While the law technically keeps these people safe from a law enforcement shakedown in the state of Georgia, it does nothing to defend them from federal drug charges if they happen to get busted delivering a derivative of the marijuana plant across state lines.
It is this detriment to the safety of Georgia patients that Peake believes could be enough to convince the governor to reconsider his position.
“I’m hoping we can provide him a compelling argument that we can minimize public safety risks while optimizing real future benefits for Georgians,” Peake stated.

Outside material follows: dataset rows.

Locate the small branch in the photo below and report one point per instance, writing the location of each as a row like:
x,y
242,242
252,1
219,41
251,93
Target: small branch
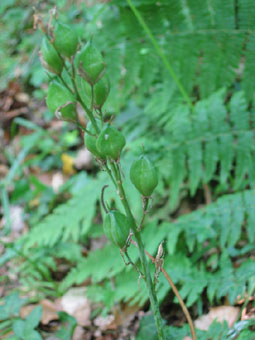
x,y
145,206
102,198
207,192
177,294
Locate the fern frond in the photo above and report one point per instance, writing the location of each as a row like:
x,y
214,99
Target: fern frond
x,y
215,138
69,220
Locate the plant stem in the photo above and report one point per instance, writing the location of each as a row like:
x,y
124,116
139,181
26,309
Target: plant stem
x,y
177,294
160,53
144,262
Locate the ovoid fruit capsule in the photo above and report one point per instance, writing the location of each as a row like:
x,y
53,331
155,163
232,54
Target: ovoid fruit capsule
x,y
116,228
101,91
90,140
61,101
90,63
66,40
51,59
144,176
110,142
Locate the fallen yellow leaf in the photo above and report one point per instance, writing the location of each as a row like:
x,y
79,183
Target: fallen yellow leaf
x,y
68,164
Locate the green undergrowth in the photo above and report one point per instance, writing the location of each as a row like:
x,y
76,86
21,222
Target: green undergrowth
x,y
204,206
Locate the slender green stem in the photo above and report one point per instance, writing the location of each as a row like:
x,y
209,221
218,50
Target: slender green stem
x,y
144,262
161,54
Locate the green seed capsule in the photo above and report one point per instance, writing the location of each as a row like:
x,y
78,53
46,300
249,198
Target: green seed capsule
x,y
51,59
61,101
66,40
116,228
110,142
90,63
144,176
90,140
101,92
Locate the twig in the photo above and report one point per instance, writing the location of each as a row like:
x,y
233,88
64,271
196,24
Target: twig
x,y
176,292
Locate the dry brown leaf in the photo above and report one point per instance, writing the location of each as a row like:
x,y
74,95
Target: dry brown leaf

“I am absolutely convinced that we can offer a model that would calm the fears of law enforcement and minimize any public safety issues.” Unfortunately, in order for Peake to successfully move this type of proposal through the StateLegislature, his latest effort will mostly likely reflect Minnesota’s ultra-restrictive medical marijuana program.
This past week, the lawmaker stated that building a system with only two licensed producers distributing pill and oils might be something that law enforcement and Governor Deal might be prepared to get behind.
Even a program as limited as Minnesota’s doesn’t seem to have much of a chance at this juncture.
Earlier this year, a research team appointed by Governor Deal traveled to Colorado to explore the possibility of bringing cannabis production to Georgia.
Although the results of the report will not be published for several more weeks, Deal suggests the synopsis will reiterate his concerns that cannabis production cannot be done in “a controlled environment.” Despite the governor’s reluctance towards providing Georgia patients with restricted access to CBD strains, the majority of the state’s population doesn’t see a problem with it.
A recent poll conducted by Georgians for Freedom in Health Care found an overwhelming 84.5 percent of the respondents said cannabis production should be allowed under strict regulations.
“There is no issue in Georgia that unites our fellow citizens like this one,” Peake said.
“People all across our state, young and old, black and white, need this medicine and they expect our government to create an infrastructure where they can have access to a safe and legal product.”